Friday, July 9, 2010

At Home... with Philosopher Damon Young



My last post about ‘home’ as a state of mind has me intrigued about exploring the philosophy of home and how our own philosophies of what home symbolises shape our lives completely. And, what better way to start this exploration of philosophy than with a philosopher.

Damon Young holds a PhD in philosophy and is a writer and commentator. He is the author of the book, Distraction, about how to creatively craft one’s own life, and has another book, The Mystery of the Garden, out next year. He has been published in Australia, America and the UK. He has also written many opinion pieces for The Sydney Morning Herald and The Age.

So, what is home for Damon?

‘Home is a varied thing: part sanctuary, part nursery, part kitchen and vegetable garden, part office. If I were to give a word to what unites it all, I wouldn't say bricks and mortgage. I'd say 'rhythm'.

‘Home combines all sorts of rhythms: eating and sleeping, outings and returns, work and play, and the cadence within each. For example, the rhythm of chopping parsnip and carrot for mackerel soup is very different to the rhythm of writing a newspaper column. Yet home throbs with all of this. It has to be maintained daily, in countless routines and rites. Then there are the longer rhythms of days - the rituals of breakfast, lunch, dinner - or seasons: summer's roses dying back, and the camellia arriving in April.’

For Damon it’s a mix of rhythms that create the truest sense of home, but the rhythm of writing is at the heart of it. ‘And I don't just mean the structure of form of writing - I mean the physical act of putting pen to paper. It's the quiet glide of a fountain pen, as it loops into words, sentences, paragraphs, and pages. It is a cadence of creative meditation.’

These rhythms, Damon believes, are crucial for a creative life. ‘Not simply the time or quiet – as vital as these are – but the juggling act itself: I'm not just a writer, I'm also a husband and father. I'm not just a pensmith, I'm also nappy changer, cook, cleaner and massager. All of this adds to my experience; it enriches what I bring to the pen and paper.’

Fatherhood has changed the rhythms of Damon’s home in many ways, ‘The pulse of home has been more intricate, entangled. My sleeping is inextricable from the snores and cries of my son and daughter. My meals are no longer as meditative, or punctuated by quiet conversation. My work is often interrupted by firm requests for cheese, or for me to pry apart Lego blocks.’

Yet these extra rhythms have brought with them more focus, ‘It's disciplining: I write more quickly and boldly and concisely as a father than I did when I was younger.’

While Damon writes that combining fatherhood and work has been exhausting and frustrating, he has also found it enriching, ‘My psyche now includes the rhythms of these new lives, and their quirks. It's challenging, but it adds to my feeling of life's solidity and vitality.

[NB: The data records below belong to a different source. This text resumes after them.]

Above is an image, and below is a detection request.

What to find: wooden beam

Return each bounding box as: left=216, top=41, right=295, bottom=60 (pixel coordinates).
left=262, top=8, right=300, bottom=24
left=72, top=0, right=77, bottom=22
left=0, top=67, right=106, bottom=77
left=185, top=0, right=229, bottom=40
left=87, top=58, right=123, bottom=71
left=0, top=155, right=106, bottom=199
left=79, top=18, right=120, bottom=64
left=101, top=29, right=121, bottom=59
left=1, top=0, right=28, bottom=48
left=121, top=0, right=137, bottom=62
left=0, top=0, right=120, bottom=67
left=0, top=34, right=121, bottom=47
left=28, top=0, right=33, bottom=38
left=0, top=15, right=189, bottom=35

Damon has written articles about combining work and parenthood and while he says that it wasn’t ‘a pre-planned blueprint’ it did come naturally. ‘I never wanted to be a distant father or husband. I know why this happens: couples have bills to pay, debt to service, and the separation of labour can be efficient. But it makes too many sacrifices for me: of relationships with kids, and one another. I wanted to share the precious, precarious rhythms of domestic life: nappies, night feeds, kindergarten runs, weekend doctor dashes, Lego and walks to the cafe. It's also a recognition of equality: that both my wife and I deserve to cultivate ourselves diversely, in work, parenting, and intimacy. This is an investment of sorts: in a more lasting bond with my wife, our kids, and our own ideals.’

Damon also feels that the physical house and neighbourhood are important for making a home, ‘Our neighbourhood is friendly, quiet, slow: the city's busy indifference can be exciting, but also draining. We have a big garden, so the kids can get fresh air, and we can garden together - a way to get exercise, common rhythms, discipline and food, all at once. And we rent, which means we're not always chasing a mortgage. We can put our time into other things, like our creative work, and one another. The house is warm in winter, cool in summer, so the kids have slept better (so we all have). And then there's the interior design itself. We've not put enough time and effort into this, but we try: the built environment - its colours, shapes, smells - certainly plays a part in the mind's adventures. It can objectify ideals and tastes, and provide an encouraging or stimulating atmosphere.’

Overall for Damon and his family, the philosophy of home can be summed up as a question of value, ‘We value time together more than we value wealth. We sacrifice income and status, so we don't have to sacrifice familial bonds, or creative independence. It's about not being distracted from what's worthwhile in life.’